Even when you include both Scripture and Tradition, public revelation from God ceased with the death of the last apostle (traditionally John).
Past that point, the teaching authority of the Church can explain the revelation in new words or bring out aspects that may only have been implied, but no one can add to revelation.
Now, of course, Catholics consider dogmatic definitions like that of the Immaculate Conception in 1854 and that of the Assumption of Mary in 1950 to be “bringing out aspects that may only have been implied” (and certainly both of those were long-held beliefs, not brand-new truths foisted on the believers by the Pope). The Orthodox, by contrast, take such recent definitions as evidence that Catholics have broken away from the historical Orthodoxy and are indeed introducing new doctrine (or, at least, improperly promoting pious beliefs to the level of dogma). Both churches, however, firmly believe in Scripture, Sacred Tradition, and God-granted authority within the Church to settle disputes.

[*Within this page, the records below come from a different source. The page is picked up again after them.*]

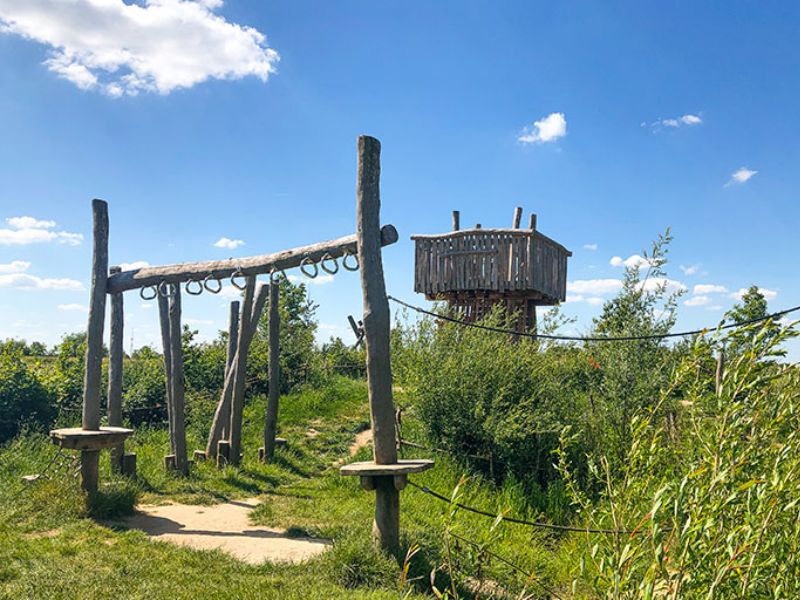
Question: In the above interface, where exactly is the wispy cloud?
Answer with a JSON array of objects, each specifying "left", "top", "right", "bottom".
[
  {"left": 609, "top": 254, "right": 656, "bottom": 270},
  {"left": 0, "top": 0, "right": 279, "bottom": 96},
  {"left": 693, "top": 284, "right": 727, "bottom": 295},
  {"left": 0, "top": 215, "right": 83, "bottom": 246},
  {"left": 518, "top": 112, "right": 567, "bottom": 144},
  {"left": 725, "top": 167, "right": 757, "bottom": 187},
  {"left": 583, "top": 243, "right": 598, "bottom": 251},
  {"left": 57, "top": 303, "right": 88, "bottom": 312},
  {"left": 0, "top": 273, "right": 83, "bottom": 290},
  {"left": 647, "top": 113, "right": 703, "bottom": 131},
  {"left": 685, "top": 295, "right": 711, "bottom": 307},
  {"left": 0, "top": 260, "right": 31, "bottom": 274},
  {"left": 119, "top": 260, "right": 149, "bottom": 271},
  {"left": 214, "top": 237, "right": 245, "bottom": 250},
  {"left": 679, "top": 264, "right": 701, "bottom": 276},
  {"left": 287, "top": 273, "right": 335, "bottom": 286},
  {"left": 567, "top": 279, "right": 623, "bottom": 296}
]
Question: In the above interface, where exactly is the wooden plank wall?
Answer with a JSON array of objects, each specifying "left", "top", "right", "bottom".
[{"left": 413, "top": 231, "right": 568, "bottom": 302}]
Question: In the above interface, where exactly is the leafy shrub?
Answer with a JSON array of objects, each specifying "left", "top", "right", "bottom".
[
  {"left": 0, "top": 351, "right": 55, "bottom": 442},
  {"left": 122, "top": 346, "right": 167, "bottom": 426}
]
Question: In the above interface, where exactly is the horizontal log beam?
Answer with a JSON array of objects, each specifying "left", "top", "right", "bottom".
[{"left": 107, "top": 225, "right": 399, "bottom": 294}]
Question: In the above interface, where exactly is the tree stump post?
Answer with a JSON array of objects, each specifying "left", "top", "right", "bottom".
[
  {"left": 168, "top": 285, "right": 189, "bottom": 475},
  {"left": 228, "top": 277, "right": 256, "bottom": 465},
  {"left": 356, "top": 135, "right": 402, "bottom": 556},
  {"left": 107, "top": 265, "right": 125, "bottom": 473},
  {"left": 80, "top": 199, "right": 109, "bottom": 494},
  {"left": 221, "top": 300, "right": 240, "bottom": 440},
  {"left": 158, "top": 292, "right": 176, "bottom": 459},
  {"left": 262, "top": 281, "right": 281, "bottom": 462}
]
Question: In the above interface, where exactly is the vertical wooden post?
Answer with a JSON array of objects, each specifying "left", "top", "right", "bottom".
[
  {"left": 452, "top": 210, "right": 460, "bottom": 231},
  {"left": 157, "top": 293, "right": 175, "bottom": 456},
  {"left": 168, "top": 285, "right": 188, "bottom": 475},
  {"left": 262, "top": 281, "right": 281, "bottom": 461},
  {"left": 221, "top": 300, "right": 240, "bottom": 441},
  {"left": 80, "top": 199, "right": 109, "bottom": 494},
  {"left": 228, "top": 277, "right": 256, "bottom": 465},
  {"left": 512, "top": 206, "right": 523, "bottom": 229},
  {"left": 356, "top": 135, "right": 400, "bottom": 555},
  {"left": 528, "top": 213, "right": 537, "bottom": 231},
  {"left": 107, "top": 265, "right": 124, "bottom": 472}
]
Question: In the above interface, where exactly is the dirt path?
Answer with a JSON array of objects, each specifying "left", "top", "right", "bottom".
[
  {"left": 115, "top": 498, "right": 329, "bottom": 565},
  {"left": 349, "top": 428, "right": 373, "bottom": 456}
]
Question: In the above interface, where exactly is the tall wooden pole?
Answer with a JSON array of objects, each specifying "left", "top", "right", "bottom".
[
  {"left": 80, "top": 199, "right": 109, "bottom": 493},
  {"left": 452, "top": 210, "right": 460, "bottom": 231},
  {"left": 221, "top": 300, "right": 240, "bottom": 441},
  {"left": 356, "top": 135, "right": 400, "bottom": 555},
  {"left": 168, "top": 285, "right": 189, "bottom": 475},
  {"left": 158, "top": 293, "right": 175, "bottom": 455},
  {"left": 107, "top": 265, "right": 124, "bottom": 472},
  {"left": 263, "top": 281, "right": 281, "bottom": 461},
  {"left": 228, "top": 277, "right": 256, "bottom": 465}
]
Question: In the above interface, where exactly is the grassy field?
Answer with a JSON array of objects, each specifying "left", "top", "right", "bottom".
[{"left": 0, "top": 376, "right": 579, "bottom": 599}]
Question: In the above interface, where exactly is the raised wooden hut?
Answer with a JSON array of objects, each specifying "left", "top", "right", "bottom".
[{"left": 411, "top": 208, "right": 571, "bottom": 331}]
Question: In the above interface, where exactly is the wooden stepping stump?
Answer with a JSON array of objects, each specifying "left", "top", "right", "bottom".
[
  {"left": 49, "top": 426, "right": 134, "bottom": 493},
  {"left": 340, "top": 459, "right": 434, "bottom": 492}
]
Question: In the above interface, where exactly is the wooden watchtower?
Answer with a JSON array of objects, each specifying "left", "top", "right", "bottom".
[{"left": 411, "top": 207, "right": 571, "bottom": 331}]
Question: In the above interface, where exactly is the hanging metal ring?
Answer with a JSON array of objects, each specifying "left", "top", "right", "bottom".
[
  {"left": 300, "top": 257, "right": 318, "bottom": 279},
  {"left": 269, "top": 267, "right": 286, "bottom": 284},
  {"left": 158, "top": 281, "right": 176, "bottom": 298},
  {"left": 320, "top": 253, "right": 339, "bottom": 275},
  {"left": 140, "top": 285, "right": 157, "bottom": 301},
  {"left": 230, "top": 268, "right": 248, "bottom": 290},
  {"left": 203, "top": 274, "right": 222, "bottom": 294},
  {"left": 342, "top": 250, "right": 359, "bottom": 271},
  {"left": 185, "top": 278, "right": 203, "bottom": 295}
]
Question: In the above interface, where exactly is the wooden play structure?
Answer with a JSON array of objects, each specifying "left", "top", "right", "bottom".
[
  {"left": 412, "top": 208, "right": 571, "bottom": 331},
  {"left": 49, "top": 135, "right": 431, "bottom": 556}
]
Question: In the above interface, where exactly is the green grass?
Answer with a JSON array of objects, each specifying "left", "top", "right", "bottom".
[{"left": 0, "top": 376, "right": 577, "bottom": 599}]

Tradition is the context of belief and practice in which Scripture is embedded. When Scripture is unclear, looking at the widespread historical understanding of the Church (her constant testimony, as you said) can allow us to see how those who learned from the apostles themselves understood the matter.

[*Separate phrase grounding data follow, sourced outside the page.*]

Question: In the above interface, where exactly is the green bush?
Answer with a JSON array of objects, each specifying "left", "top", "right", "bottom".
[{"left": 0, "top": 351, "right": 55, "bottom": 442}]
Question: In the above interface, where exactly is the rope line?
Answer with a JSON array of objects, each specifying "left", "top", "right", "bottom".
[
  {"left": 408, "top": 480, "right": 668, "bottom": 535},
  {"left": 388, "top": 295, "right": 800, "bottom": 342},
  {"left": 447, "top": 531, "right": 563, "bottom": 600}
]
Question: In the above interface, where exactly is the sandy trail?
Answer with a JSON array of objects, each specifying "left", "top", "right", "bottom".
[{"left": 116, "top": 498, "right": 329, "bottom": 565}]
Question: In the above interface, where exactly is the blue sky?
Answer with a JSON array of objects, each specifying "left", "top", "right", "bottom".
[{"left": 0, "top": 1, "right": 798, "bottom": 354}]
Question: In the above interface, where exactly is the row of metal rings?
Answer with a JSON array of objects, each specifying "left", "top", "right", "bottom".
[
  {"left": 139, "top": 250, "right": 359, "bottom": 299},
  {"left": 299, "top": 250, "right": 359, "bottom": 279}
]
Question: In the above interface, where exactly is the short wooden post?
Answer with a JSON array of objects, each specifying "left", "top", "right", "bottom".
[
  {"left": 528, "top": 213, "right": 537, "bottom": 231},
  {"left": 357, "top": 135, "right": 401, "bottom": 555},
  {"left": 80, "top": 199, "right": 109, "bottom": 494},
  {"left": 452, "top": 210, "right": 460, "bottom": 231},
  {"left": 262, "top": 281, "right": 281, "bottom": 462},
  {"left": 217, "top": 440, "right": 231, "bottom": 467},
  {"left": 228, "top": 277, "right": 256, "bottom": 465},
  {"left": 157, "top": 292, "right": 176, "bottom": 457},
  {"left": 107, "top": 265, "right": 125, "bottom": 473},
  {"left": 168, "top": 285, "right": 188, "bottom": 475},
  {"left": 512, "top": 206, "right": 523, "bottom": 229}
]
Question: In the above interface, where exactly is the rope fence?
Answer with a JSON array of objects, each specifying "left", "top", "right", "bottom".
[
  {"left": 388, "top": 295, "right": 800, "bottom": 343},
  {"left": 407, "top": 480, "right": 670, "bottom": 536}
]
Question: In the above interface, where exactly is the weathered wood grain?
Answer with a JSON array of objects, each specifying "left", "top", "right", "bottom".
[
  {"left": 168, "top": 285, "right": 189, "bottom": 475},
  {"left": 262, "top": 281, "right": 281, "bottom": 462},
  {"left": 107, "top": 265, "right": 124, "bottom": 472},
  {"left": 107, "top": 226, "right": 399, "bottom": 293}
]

Where do we turn when confronted with the claim that other ancient writings about Jesus and His followers are “just as good” as the New Testament canon, if not more so? The universal Tradition of the Church.
Some passages of Scripture seem to treat Jesus as God Himself; others focus on Him as a man doing the will of God. Which is correct? The universal Tradition of the Church says it’s not one or the other, but both, and the Church in council has given us the technical formulation of “one Person with two natures” to reduce the danger of misinterpretation.
Likewise, Scripture is clear that we are to worship only one God. Yet New Testament characters worship Jesus, who distinguishes between Himself and His Father. In another place, it is said that to deceive the Holy Spirit is to lie to God – yet Father, Son, and Spirit are clearly distinguished in Jesus’ own descriptions of His imminent departure and sending of the Spirit. Do we then have three gods, as Muslims and even some non-Trinitarian Christians say? Nope, again the constant Tradition of the Church says there is but one God, yet Father, Son, and Spirit are true distinctions within the one Godhead. When heresies arose, the Church in council again defended the truth by defining precise terminology – one Substance in three Persons.
That’s Sacred Tradition. Not new truths made up willy-nilly, but the proper understanding and unfolding of the truths that were already conveyed by Jesus or the Spirit to the Apostles, and by them to those who came after them. Of course, we all agree that a great deal of what they taught was ultimately written down under divine inspiration, but even Scripture can be misread, taken bit-by-bit, or twisted, so it is good to have the historical testimony of our Christian forebears to confirm how the teaching came down to them.
The Scriptures are the Word of God, absolutely, but they are best used and understood within the Body of Christ, the Christian community. Handing a Bible to Unbeliever Bob and praying that the Spirit leads him to the correct understanding is certainly one way of doing things, made possible in relatively recent times, but that’s not the traditional way the Church has spread the message. Historically, the Spirit’s guidance has operated primarily not on the level of the individual Bible reader but on that of the Church as a whole. Individuals and splinter groups could and did mangle doctrine terribly and claim Scriptural warrant for doing so, but the Church as a whole stood firm against such twistings of the teaching that had been handed down, and welcomed the breakaway groups back into the fold or watched them die out. Thus, early on, the true Church was distinguished from splinter groups as both “orthodox” (teaching the right doctrine as handed down from the apostles, both explicitly in their writings and in the constant belief and practice of the Church) and “catholic” (the same across the whole world, very different from the heretical groups that would tend to spring up in a specific region following a charismatic teacher).
With all due respect, from the viewpoint of the elder Churches the Protestant movement is just another set of splinter groups, albiet a particularly long-lived one with a pronounced tendency to internal splintering of its own. I acknowledge that God continues to work in Protestant Christianity, and am glad that He does. I could even believe that He inspired the very beginnings of what is commonly called the Reformation, but I don’t believe that the present multiply-divided state of Christianity could possibly be His Will.